Lucky’s was the kind of place that took on a different tone depending on where the sun was positioned in relation to the Earth. During the day, a cantankerous old man named Hollis “Lucky” Peterman and his equally disgruntled brother, Harvey, served biscuits and gravy and the best cornmeal flapjacks in the state to the deer hunters and working folk of Waymore Valley. But in the evening, Harvey’s daughter, Nicole, poured bourbon cocktails and pitchers of Bud Light from behind the bar. Lucky’s had a built-in crowd, mostly because Lucky’s was the only bar in the Valley. Clayton half-stumbled out of the Bronco under the influence of Val’s apple-pie moonshine. He grabbed the frame of the car door, steadied himself, and slammed it shut.

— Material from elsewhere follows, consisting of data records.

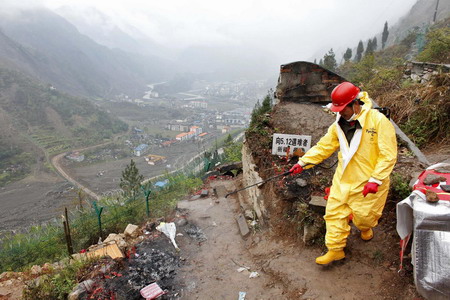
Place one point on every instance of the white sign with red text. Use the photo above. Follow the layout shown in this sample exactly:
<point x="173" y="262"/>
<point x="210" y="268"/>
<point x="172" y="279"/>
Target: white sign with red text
<point x="283" y="142"/>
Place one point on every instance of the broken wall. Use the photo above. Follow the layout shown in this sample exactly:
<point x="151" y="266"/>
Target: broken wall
<point x="303" y="88"/>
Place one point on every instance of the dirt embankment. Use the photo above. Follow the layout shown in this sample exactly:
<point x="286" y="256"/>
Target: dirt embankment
<point x="370" y="267"/>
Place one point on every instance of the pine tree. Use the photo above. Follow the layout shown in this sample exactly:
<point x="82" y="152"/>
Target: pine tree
<point x="329" y="61"/>
<point x="131" y="180"/>
<point x="228" y="140"/>
<point x="359" y="51"/>
<point x="384" y="36"/>
<point x="348" y="55"/>
<point x="374" y="44"/>
<point x="369" y="48"/>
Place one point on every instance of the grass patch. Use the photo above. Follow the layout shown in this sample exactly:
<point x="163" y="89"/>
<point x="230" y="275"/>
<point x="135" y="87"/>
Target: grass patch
<point x="57" y="284"/>
<point x="46" y="243"/>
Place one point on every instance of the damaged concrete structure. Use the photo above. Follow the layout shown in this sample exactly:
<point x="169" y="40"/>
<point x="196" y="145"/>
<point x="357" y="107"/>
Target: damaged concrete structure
<point x="302" y="91"/>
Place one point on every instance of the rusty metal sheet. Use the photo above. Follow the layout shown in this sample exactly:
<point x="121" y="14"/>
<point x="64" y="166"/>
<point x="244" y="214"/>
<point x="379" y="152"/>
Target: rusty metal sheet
<point x="306" y="82"/>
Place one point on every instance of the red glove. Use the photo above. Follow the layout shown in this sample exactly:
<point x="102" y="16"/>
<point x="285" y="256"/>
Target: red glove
<point x="370" y="187"/>
<point x="327" y="193"/>
<point x="296" y="169"/>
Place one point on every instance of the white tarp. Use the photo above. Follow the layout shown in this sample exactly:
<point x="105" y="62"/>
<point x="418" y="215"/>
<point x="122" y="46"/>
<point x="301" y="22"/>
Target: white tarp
<point x="430" y="225"/>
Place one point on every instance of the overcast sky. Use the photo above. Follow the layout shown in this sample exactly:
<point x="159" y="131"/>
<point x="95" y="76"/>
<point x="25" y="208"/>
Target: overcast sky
<point x="288" y="29"/>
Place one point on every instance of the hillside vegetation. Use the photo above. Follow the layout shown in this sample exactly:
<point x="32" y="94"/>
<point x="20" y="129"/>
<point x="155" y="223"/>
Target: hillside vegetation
<point x="422" y="110"/>
<point x="37" y="116"/>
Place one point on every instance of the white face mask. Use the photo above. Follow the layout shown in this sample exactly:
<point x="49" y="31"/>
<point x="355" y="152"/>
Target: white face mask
<point x="352" y="118"/>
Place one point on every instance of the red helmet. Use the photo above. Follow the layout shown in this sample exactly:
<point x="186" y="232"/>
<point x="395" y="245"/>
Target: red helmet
<point x="342" y="95"/>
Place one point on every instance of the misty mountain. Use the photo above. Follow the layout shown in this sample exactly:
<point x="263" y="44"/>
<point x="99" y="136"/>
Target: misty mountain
<point x="217" y="63"/>
<point x="35" y="117"/>
<point x="227" y="62"/>
<point x="419" y="17"/>
<point x="103" y="30"/>
<point x="52" y="49"/>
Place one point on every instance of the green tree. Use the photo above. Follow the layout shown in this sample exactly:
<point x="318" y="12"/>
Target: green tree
<point x="369" y="48"/>
<point x="384" y="35"/>
<point x="359" y="51"/>
<point x="131" y="180"/>
<point x="437" y="48"/>
<point x="364" y="70"/>
<point x="329" y="60"/>
<point x="348" y="55"/>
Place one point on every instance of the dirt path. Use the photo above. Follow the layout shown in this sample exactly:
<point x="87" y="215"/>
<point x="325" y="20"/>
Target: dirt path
<point x="56" y="162"/>
<point x="286" y="269"/>
<point x="210" y="271"/>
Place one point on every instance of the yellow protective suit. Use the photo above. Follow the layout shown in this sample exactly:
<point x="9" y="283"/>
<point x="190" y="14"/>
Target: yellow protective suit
<point x="371" y="156"/>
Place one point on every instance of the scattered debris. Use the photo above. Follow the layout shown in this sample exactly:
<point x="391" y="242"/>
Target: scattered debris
<point x="131" y="230"/>
<point x="196" y="233"/>
<point x="433" y="179"/>
<point x="243" y="227"/>
<point x="242" y="269"/>
<point x="152" y="291"/>
<point x="431" y="196"/>
<point x="112" y="251"/>
<point x="169" y="230"/>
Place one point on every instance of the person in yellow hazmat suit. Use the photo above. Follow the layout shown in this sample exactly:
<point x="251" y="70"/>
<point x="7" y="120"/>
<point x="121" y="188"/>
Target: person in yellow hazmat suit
<point x="368" y="152"/>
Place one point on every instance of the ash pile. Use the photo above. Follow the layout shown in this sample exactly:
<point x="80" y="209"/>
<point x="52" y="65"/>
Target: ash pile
<point x="153" y="260"/>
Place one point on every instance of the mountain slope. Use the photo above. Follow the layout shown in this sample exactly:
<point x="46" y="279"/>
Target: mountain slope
<point x="73" y="62"/>
<point x="34" y="117"/>
<point x="421" y="15"/>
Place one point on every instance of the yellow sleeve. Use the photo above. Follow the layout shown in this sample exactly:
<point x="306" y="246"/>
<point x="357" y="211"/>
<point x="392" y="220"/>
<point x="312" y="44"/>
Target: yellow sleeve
<point x="387" y="144"/>
<point x="327" y="145"/>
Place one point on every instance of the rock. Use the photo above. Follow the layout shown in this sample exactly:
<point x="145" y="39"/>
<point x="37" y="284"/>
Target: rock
<point x="196" y="197"/>
<point x="181" y="222"/>
<point x="221" y="191"/>
<point x="318" y="201"/>
<point x="81" y="290"/>
<point x="310" y="233"/>
<point x="131" y="230"/>
<point x="150" y="226"/>
<point x="117" y="239"/>
<point x="414" y="178"/>
<point x="431" y="196"/>
<point x="249" y="214"/>
<point x="4" y="275"/>
<point x="415" y="77"/>
<point x="47" y="267"/>
<point x="36" y="270"/>
<point x="204" y="193"/>
<point x="243" y="226"/>
<point x="433" y="179"/>
<point x="301" y="182"/>
<point x="427" y="76"/>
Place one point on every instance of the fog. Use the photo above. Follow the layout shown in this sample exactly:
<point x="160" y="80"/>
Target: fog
<point x="275" y="31"/>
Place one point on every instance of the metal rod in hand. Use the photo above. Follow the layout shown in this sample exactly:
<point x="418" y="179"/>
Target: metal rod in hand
<point x="258" y="183"/>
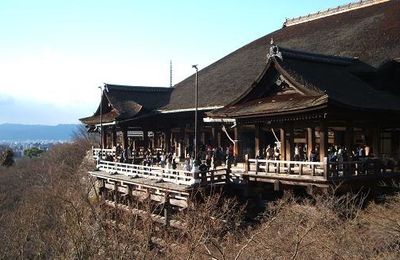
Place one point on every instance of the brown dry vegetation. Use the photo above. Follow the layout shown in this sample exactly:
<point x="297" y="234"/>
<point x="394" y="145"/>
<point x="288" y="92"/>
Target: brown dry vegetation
<point x="48" y="210"/>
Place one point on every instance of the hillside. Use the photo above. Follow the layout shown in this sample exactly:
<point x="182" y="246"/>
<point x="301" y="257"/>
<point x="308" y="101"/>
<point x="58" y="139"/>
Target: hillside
<point x="20" y="132"/>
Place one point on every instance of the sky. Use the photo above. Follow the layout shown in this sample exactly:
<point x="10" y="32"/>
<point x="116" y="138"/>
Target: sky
<point x="54" y="54"/>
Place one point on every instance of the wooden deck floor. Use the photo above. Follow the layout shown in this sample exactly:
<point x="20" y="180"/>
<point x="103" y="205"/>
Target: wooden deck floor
<point x="144" y="182"/>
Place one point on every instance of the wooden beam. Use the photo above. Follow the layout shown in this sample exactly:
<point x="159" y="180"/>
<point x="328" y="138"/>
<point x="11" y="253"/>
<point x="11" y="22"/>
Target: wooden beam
<point x="258" y="141"/>
<point x="104" y="141"/>
<point x="323" y="141"/>
<point x="114" y="137"/>
<point x="310" y="141"/>
<point x="283" y="143"/>
<point x="146" y="139"/>
<point x="290" y="143"/>
<point x="125" y="143"/>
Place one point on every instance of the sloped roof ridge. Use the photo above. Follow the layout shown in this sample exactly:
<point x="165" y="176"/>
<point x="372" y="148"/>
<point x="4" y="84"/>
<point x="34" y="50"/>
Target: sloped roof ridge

And that’s how it happens, he thought. One drink, on a particularly bad day, and a year’s sobriety blown to hell like it never happened. Clayton was sure, by night’s end, he’d be a smoker again, too, but these revelations weren’t enough to keep him from walking into the bar. He pushed those thoughts to the back of his clouded mind and made for the front door. The place was jumping. Old-school Hank Williams Jr. belted out from the jukebox: “. . . and I get whiskey bent and hell bound.” It set the tone with an appropriate anthem for the night. Nicole looked as beautiful as ever slinging liquor behind the bar. Most of the women in Waymore wore clothes they cut from patterns or bought from the discount stores that peppered the countryside, but Nicole was a different type. She wore high heels with her blue jeans. She shopped at the outlet malls down in Buford and Commerce. Tonight Nicole wore a shiny black sequined top that sparkled under the bar lights and dark blue jeans tight enough to keep a man Clayton’s age looking straight ahead, in fear of feeling like a dirty old man. Clayton spied an open seat at the end of the bar and slipped in, barely aware of the foul mood, or the shame, he was toting in with him. He eased onto the bar stool and took in a deep lungful of secondhand smoke. It smelled bad and good. He took off his hat and laid it on the bar, accidentally nudging the arm of a large gentleman to his left.